И вот тогда юный развратник, желающий прославиться, понял, что нужно вывешивать не безымянных моделей, проживающих за тысячи километров от родного города, а конкретных живых людей, обитающих по соседству с ним.
Всяких технических прибамбасов для наружного тайного наблюдения за «объектами» в доме Кулешова хватало. Папашка-генерал с маниакальным упорством тащил со службы домой все, что можно было украсть. В своем домашнем кабинете он установил мощную подзорную трубу на треноге, и сам по вечерам развлекался тем, что подглядывал за обитателями соседних домов.
Привычки отца перенял и сынок.
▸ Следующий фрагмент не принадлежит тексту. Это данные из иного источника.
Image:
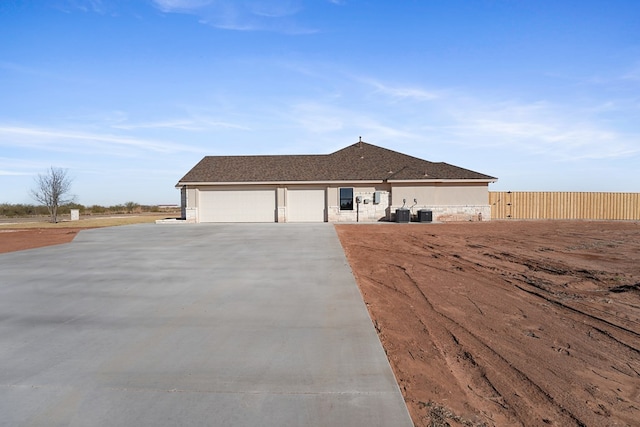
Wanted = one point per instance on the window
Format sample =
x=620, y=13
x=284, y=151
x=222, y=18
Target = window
x=346, y=199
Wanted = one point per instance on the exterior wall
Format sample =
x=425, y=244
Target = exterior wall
x=448, y=202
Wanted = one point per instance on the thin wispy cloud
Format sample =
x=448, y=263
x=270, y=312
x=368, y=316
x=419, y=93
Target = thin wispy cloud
x=197, y=124
x=565, y=132
x=68, y=140
x=399, y=92
x=242, y=15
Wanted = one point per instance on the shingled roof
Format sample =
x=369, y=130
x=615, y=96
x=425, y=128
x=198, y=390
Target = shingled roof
x=358, y=162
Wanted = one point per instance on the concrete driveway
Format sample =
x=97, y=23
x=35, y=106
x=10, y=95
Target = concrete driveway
x=178, y=325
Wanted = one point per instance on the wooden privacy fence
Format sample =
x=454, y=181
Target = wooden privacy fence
x=564, y=205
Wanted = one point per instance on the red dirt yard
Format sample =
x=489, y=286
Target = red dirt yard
x=495, y=323
x=506, y=323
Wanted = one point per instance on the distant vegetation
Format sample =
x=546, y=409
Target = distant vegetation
x=24, y=210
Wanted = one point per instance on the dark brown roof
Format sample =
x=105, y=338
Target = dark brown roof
x=358, y=162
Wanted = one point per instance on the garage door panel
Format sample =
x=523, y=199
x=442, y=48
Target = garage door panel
x=237, y=206
x=306, y=205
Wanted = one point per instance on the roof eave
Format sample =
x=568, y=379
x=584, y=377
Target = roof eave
x=342, y=181
x=458, y=180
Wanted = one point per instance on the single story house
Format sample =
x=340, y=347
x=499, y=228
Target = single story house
x=361, y=182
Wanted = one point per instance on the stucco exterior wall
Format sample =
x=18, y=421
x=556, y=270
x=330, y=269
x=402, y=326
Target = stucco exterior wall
x=448, y=202
x=366, y=211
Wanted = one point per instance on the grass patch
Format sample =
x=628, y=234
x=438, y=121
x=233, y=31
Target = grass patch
x=88, y=222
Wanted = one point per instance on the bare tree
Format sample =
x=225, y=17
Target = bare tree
x=52, y=190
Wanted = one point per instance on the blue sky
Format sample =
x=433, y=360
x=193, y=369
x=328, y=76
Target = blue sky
x=129, y=95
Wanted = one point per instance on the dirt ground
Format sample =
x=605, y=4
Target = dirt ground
x=495, y=323
x=506, y=323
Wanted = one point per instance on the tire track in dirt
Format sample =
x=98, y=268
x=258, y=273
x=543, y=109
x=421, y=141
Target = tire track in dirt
x=471, y=343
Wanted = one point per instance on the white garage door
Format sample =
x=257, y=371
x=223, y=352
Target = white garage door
x=305, y=205
x=237, y=206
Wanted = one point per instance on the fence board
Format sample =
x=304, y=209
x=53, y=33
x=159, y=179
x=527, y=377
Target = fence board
x=564, y=205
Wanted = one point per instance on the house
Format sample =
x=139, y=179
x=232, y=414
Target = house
x=361, y=182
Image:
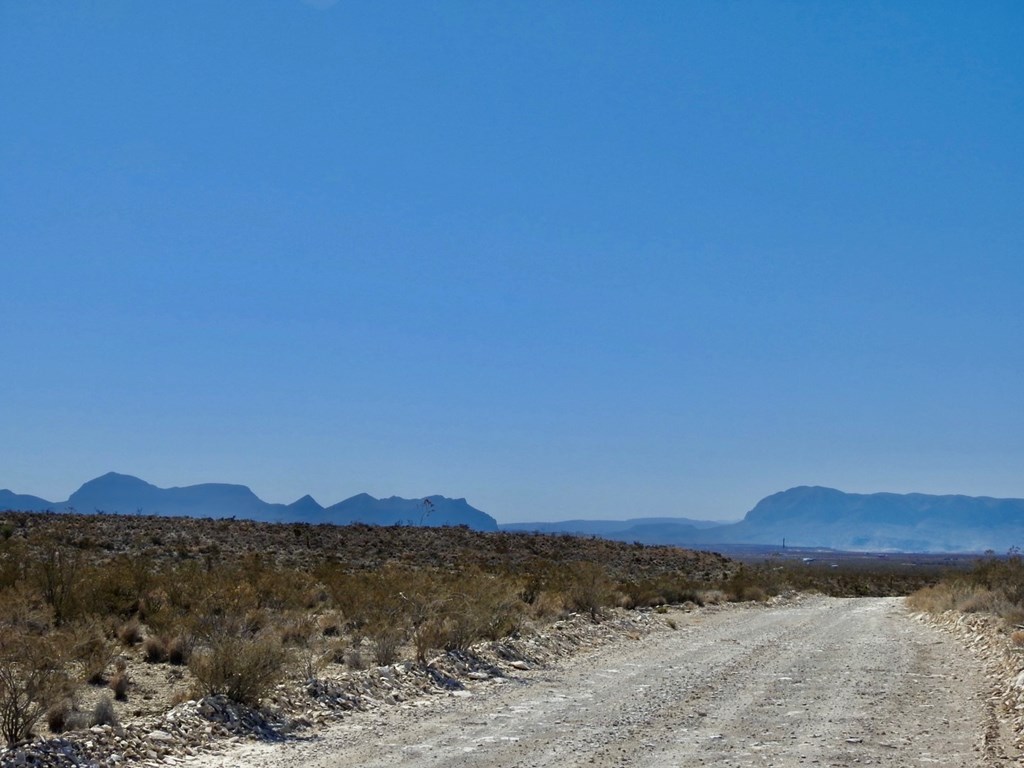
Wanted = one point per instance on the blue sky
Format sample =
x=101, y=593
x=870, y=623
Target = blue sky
x=565, y=259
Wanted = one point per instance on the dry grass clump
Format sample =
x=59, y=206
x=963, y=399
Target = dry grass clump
x=244, y=669
x=994, y=585
x=31, y=681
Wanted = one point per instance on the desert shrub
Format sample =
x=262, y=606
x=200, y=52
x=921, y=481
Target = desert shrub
x=154, y=649
x=354, y=659
x=179, y=649
x=589, y=590
x=130, y=633
x=713, y=597
x=56, y=573
x=244, y=669
x=31, y=682
x=935, y=599
x=119, y=684
x=385, y=640
x=479, y=606
x=103, y=714
x=56, y=717
x=94, y=652
x=982, y=601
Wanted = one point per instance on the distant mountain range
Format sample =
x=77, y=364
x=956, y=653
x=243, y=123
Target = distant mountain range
x=126, y=495
x=813, y=516
x=805, y=516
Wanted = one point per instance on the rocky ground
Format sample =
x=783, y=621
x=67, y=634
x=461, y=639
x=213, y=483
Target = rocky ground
x=806, y=681
x=814, y=681
x=298, y=710
x=989, y=640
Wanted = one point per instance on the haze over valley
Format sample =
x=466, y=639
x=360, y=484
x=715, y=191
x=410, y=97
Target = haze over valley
x=804, y=516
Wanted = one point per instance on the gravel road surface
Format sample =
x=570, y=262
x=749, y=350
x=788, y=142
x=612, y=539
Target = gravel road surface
x=820, y=681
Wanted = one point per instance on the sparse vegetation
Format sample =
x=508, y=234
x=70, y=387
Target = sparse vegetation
x=994, y=585
x=92, y=605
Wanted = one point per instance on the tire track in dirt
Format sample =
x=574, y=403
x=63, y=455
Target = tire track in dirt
x=818, y=682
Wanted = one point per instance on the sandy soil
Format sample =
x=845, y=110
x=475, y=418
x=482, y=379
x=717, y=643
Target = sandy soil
x=819, y=682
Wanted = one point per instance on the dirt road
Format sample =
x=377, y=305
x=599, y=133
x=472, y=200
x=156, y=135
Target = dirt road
x=820, y=682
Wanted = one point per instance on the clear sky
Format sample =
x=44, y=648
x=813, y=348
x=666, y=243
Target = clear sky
x=565, y=259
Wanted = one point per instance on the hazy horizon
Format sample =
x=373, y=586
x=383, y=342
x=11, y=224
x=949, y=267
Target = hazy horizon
x=562, y=260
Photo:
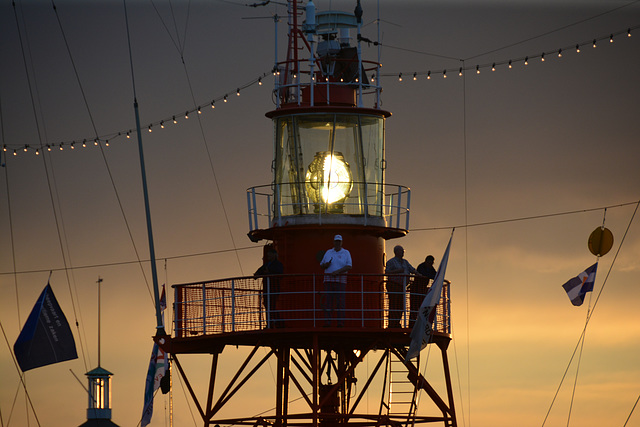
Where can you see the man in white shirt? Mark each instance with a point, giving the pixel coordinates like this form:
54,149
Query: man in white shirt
335,263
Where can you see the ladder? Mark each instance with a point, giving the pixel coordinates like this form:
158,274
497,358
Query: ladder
401,397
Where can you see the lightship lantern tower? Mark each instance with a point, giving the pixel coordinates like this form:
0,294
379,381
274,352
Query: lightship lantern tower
329,178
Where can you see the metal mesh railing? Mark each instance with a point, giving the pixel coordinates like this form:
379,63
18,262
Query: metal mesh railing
300,301
268,205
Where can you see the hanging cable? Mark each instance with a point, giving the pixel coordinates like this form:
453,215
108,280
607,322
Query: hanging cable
524,218
152,255
591,313
20,374
554,31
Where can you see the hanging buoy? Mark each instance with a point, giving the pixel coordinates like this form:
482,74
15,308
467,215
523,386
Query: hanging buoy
600,241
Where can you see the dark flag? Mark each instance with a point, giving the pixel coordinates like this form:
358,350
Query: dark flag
46,337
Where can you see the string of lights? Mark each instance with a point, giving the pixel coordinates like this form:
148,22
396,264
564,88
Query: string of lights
511,62
106,140
208,253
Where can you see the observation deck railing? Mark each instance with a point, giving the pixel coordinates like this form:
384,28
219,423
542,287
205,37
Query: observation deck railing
269,205
242,304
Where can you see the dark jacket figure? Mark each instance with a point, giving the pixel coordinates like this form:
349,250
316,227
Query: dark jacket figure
271,287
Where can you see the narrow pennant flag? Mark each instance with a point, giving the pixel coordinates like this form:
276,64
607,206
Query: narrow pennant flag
46,337
578,286
423,327
158,366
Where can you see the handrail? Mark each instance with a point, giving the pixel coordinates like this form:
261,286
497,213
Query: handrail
390,202
299,301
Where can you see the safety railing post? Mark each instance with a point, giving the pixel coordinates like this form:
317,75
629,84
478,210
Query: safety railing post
255,208
362,299
408,208
398,204
249,210
204,309
233,305
268,302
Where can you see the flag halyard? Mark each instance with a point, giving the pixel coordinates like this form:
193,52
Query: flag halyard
422,331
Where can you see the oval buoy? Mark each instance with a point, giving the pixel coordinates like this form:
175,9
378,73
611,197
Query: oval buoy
600,241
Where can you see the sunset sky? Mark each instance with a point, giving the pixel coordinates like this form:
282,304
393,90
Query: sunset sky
521,161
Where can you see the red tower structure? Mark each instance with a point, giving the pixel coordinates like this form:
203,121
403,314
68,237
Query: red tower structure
329,178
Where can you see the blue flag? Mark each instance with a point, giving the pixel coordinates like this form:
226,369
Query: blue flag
46,337
581,284
158,367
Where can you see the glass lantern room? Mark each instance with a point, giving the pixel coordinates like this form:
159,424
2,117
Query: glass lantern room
329,163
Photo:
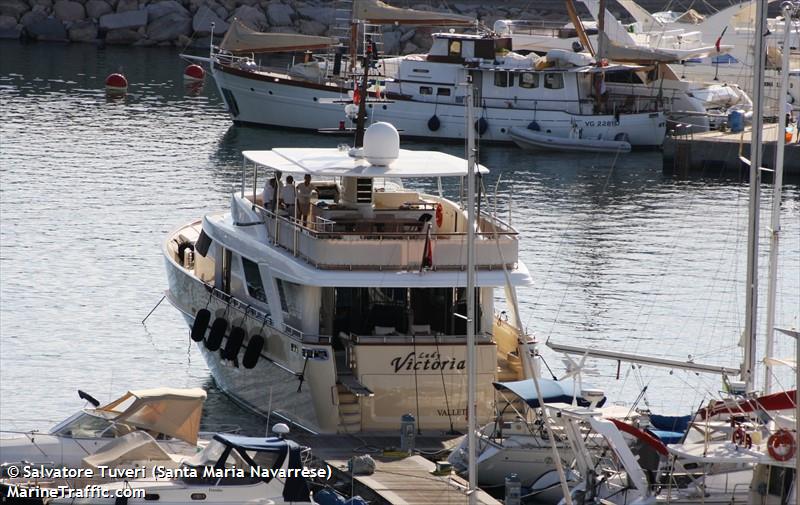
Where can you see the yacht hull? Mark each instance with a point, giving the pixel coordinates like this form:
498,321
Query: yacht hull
258,98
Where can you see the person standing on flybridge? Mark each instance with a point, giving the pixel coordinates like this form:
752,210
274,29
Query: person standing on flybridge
304,191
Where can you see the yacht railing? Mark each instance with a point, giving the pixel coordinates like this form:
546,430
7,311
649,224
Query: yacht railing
481,338
393,244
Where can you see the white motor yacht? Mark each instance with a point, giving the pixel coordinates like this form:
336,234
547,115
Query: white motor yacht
231,469
353,317
171,415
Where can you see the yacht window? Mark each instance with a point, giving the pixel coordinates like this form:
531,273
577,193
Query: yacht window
503,79
528,80
553,81
252,277
290,295
454,48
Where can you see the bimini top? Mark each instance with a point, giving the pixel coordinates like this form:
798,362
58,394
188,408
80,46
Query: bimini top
339,163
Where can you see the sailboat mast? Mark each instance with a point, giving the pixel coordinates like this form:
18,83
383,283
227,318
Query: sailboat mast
777,183
472,424
751,300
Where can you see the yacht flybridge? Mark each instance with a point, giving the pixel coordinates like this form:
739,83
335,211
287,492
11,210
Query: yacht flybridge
348,320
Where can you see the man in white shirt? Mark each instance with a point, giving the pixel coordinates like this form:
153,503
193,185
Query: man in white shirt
304,191
289,197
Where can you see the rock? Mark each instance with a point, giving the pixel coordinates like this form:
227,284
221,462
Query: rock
127,5
391,42
83,31
97,8
324,15
201,23
161,9
131,19
13,8
279,14
66,10
220,11
410,48
311,27
250,16
9,28
32,17
122,36
169,27
48,29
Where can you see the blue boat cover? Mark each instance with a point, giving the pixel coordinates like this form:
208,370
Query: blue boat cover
552,391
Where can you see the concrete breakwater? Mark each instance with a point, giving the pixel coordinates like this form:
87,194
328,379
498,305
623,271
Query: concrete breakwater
185,22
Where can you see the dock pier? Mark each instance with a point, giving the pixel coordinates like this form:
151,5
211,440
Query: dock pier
717,152
408,480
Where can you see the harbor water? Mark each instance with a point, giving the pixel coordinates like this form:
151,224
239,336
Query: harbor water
623,257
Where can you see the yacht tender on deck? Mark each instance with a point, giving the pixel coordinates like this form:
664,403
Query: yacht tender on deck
334,324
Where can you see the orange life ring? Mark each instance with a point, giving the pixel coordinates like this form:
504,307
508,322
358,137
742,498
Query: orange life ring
741,438
781,445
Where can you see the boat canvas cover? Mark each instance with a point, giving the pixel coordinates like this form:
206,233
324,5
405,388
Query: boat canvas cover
377,12
173,412
240,38
123,451
335,163
552,391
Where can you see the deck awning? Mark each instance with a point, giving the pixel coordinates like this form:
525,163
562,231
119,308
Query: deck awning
335,163
173,412
242,39
377,12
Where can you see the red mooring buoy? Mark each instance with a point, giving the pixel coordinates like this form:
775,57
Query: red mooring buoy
194,73
116,83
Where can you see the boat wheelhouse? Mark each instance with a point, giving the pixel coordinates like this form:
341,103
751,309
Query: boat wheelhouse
422,97
355,317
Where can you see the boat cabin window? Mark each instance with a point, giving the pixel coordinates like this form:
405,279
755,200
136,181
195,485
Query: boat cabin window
252,276
401,311
553,81
454,48
290,294
529,80
503,79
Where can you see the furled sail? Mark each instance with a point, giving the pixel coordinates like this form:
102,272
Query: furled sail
377,12
243,39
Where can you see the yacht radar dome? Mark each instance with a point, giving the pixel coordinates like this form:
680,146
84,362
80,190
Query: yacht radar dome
381,144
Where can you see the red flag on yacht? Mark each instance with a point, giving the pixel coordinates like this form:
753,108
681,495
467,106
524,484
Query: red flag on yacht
427,251
719,40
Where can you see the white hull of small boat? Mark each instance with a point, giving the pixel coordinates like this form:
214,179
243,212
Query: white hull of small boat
530,139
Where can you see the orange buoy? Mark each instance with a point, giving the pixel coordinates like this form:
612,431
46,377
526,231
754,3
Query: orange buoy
194,73
781,445
116,83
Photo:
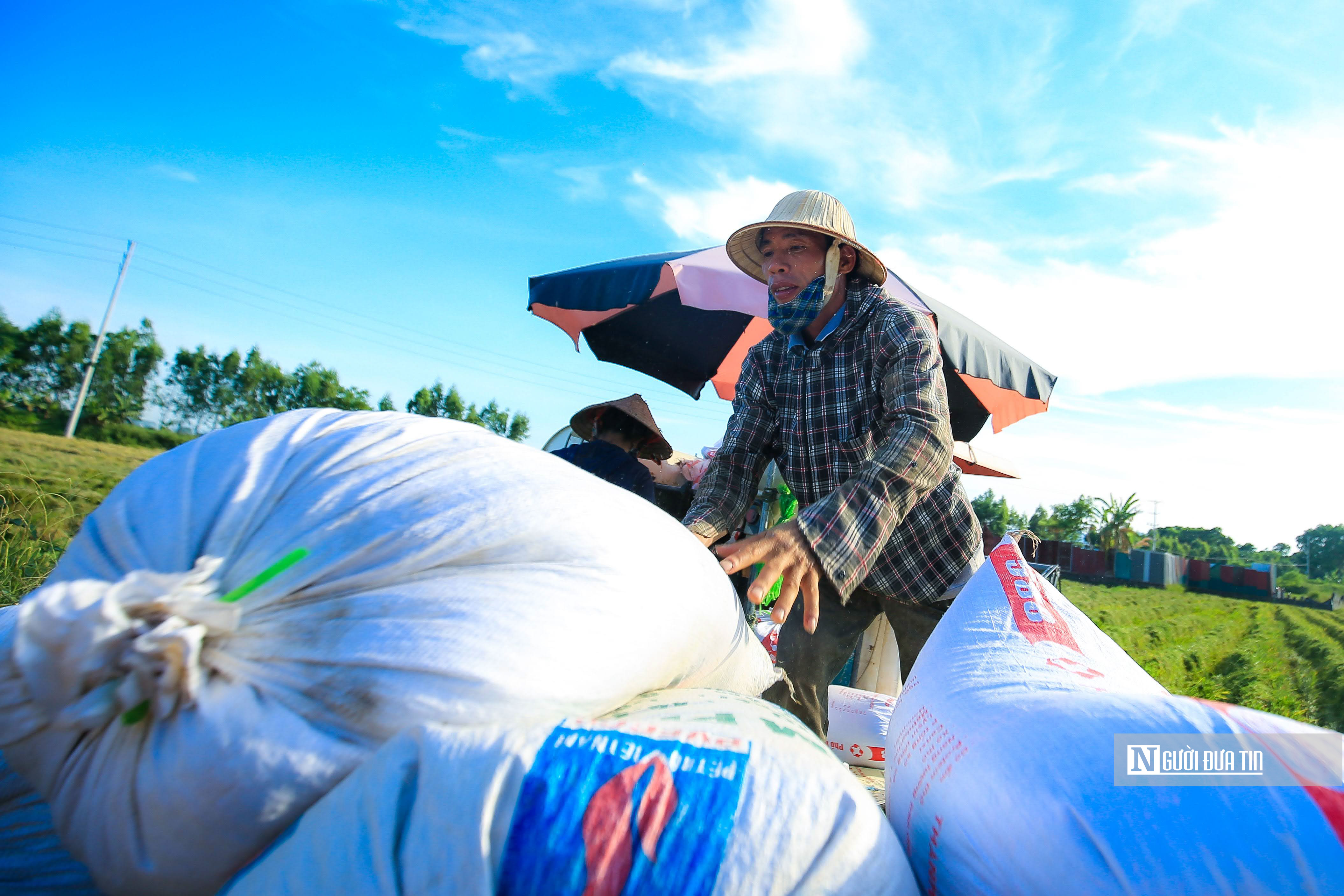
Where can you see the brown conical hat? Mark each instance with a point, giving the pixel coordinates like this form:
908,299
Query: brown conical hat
659,449
804,210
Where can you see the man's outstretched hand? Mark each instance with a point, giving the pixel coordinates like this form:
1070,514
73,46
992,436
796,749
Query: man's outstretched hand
785,558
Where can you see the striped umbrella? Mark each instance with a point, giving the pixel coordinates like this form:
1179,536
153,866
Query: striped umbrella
689,319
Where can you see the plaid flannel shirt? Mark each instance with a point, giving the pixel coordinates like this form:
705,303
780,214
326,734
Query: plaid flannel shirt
861,430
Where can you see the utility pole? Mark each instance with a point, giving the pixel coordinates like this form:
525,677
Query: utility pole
97,347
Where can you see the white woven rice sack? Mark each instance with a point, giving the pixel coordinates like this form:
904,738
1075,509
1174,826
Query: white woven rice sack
857,727
33,862
1003,774
451,575
681,793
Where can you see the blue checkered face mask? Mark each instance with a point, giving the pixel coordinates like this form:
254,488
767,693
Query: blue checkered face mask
794,318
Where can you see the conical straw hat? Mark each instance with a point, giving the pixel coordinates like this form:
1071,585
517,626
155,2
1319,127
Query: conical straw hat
632,405
804,210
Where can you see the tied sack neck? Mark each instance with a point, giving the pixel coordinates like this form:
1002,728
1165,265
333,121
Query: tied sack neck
90,651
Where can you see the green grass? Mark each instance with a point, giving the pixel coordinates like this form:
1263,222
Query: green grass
1267,656
47,487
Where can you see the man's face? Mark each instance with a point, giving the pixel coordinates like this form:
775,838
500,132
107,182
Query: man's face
794,258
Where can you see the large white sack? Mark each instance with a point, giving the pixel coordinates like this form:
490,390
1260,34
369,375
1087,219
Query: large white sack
1002,770
452,577
857,724
681,793
33,862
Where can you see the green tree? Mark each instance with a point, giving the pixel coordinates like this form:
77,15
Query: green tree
995,515
1065,522
432,401
1113,523
1326,546
46,364
11,338
208,392
201,389
260,389
316,386
42,367
122,378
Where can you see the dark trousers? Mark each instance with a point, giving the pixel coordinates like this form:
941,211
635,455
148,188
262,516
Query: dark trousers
812,661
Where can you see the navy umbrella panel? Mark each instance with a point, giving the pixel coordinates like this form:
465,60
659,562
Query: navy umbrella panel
689,319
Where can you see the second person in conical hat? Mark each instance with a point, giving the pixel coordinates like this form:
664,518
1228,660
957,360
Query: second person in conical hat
849,397
616,434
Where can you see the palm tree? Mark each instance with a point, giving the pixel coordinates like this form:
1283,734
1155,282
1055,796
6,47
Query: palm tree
1113,519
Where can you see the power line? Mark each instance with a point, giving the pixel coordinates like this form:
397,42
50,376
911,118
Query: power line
56,252
396,347
57,240
280,289
73,230
678,397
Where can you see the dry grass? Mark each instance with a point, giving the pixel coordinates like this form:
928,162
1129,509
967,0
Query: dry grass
47,487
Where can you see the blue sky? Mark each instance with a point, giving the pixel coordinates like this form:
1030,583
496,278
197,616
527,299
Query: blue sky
1146,198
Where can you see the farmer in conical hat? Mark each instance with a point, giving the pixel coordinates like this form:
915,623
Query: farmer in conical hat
616,436
849,397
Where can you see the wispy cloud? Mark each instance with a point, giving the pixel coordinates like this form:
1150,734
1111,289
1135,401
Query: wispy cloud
460,138
1252,291
1154,174
585,182
174,173
839,88
710,215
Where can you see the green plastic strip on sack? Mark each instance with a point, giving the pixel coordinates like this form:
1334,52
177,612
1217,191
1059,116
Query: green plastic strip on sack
142,710
788,508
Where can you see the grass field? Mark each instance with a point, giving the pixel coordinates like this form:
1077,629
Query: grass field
47,487
1268,656
1275,657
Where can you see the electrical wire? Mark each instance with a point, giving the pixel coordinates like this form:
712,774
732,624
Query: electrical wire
73,230
398,327
56,240
529,379
392,346
307,299
57,252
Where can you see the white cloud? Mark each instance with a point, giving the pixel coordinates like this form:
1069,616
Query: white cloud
785,38
1158,18
462,133
842,88
1157,174
1253,291
173,173
711,215
585,182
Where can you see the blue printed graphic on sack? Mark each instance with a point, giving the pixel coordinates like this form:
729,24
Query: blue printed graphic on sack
609,812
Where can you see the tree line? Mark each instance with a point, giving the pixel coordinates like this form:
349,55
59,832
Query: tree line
1108,525
42,367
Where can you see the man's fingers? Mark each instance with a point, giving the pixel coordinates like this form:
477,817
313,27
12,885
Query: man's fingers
811,601
742,554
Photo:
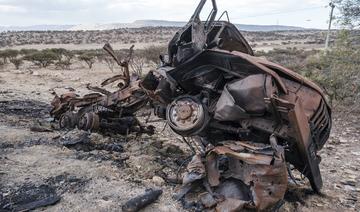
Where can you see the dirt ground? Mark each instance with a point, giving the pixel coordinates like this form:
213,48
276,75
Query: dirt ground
102,177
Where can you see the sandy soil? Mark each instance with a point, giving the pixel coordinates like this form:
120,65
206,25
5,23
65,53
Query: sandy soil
100,180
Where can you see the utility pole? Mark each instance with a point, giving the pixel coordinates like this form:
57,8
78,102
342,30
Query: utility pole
332,5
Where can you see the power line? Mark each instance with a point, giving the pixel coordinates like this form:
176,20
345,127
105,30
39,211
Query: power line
281,12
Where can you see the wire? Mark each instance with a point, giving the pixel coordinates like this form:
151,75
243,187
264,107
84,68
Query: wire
280,12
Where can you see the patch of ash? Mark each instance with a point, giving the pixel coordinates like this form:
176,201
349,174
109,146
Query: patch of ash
25,108
31,196
27,197
94,147
66,183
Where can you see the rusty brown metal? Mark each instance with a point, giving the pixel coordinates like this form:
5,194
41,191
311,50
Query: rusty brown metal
212,88
103,109
260,169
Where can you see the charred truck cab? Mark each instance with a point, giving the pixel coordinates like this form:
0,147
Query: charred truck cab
213,87
250,117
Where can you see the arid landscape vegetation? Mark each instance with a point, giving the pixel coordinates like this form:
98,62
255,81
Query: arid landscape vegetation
84,171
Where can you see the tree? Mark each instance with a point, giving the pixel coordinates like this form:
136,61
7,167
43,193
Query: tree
350,12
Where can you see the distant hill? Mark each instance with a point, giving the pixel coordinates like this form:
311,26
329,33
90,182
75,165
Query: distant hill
138,24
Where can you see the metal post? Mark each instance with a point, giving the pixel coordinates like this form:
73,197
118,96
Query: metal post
332,5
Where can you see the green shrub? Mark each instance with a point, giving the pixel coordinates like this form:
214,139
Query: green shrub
8,54
17,62
42,58
25,52
88,58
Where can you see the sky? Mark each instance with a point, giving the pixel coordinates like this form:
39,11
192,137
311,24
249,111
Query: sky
304,13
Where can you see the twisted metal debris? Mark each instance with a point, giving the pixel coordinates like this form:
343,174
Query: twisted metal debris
252,116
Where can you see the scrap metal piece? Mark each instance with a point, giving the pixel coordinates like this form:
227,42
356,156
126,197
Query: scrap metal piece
140,202
255,177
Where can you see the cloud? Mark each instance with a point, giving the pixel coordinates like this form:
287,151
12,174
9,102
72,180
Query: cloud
109,11
11,9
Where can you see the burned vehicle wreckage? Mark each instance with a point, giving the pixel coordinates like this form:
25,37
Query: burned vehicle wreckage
251,117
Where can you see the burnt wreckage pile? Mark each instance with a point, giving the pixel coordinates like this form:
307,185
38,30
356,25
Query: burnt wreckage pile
251,117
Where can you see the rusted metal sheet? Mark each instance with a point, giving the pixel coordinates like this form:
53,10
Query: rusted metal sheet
258,175
210,86
104,110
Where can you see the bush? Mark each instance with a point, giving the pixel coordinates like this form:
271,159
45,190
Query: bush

Он вооружился фотоаппаратом с мощной оптикой – тоже, кстати, украденным Кулешовым-старшим со службы, – направлял объектив на окна спален в доме напротив и щелкал, щелкал… Вскоре он уже неплохо освоил профессию папарацци. Самые пикантные снимки Петушок вывесил на своей порнографической страничке, но и тут промахнулся с популярностью. Ведь его снимки были из другой возрастной категории. С дядьками и тетками, которые попали в объектив его цифровой фотокамеры, по жизни ни он, ни его сверстники практически не пересекались. И вот тогда юный развратник прихватил фотоаппарат в школу…
На первой перемене с милой улыбкой юный Кулешов выбежал к учительскому столу и сообщил своим одноклассницам, что собирается разместить на своей интернет-страничке портреты тех, кто учится вместе с ним.
Не предвидя подвоха, мальчишки и девчонки согласились позировать. Как всегда бывает в таких случаях – дурачились. Одни, сбросив пиджаки, демонстрировали «накачанные» мышцы. Другие изображали сценки из школьной жизни, инсценировали драку. Девчонки распускали волосы, принимали томные позы, изображая гламурных моделей. Некоторые так увлеклись, что даже по подсказке коварного Петушка повыше поднимали подолы школьных платьев, демонстрируя колени. И только Мириам Хасанова, как истинная дочь Кавказа, позволила Петушку сфотографировать себя в очень строгой манере – Мирка сидела за партой, сложив перед собой руки, как того требует школьный этикет. В общем, шестиклассники немного повеселились, порезвились.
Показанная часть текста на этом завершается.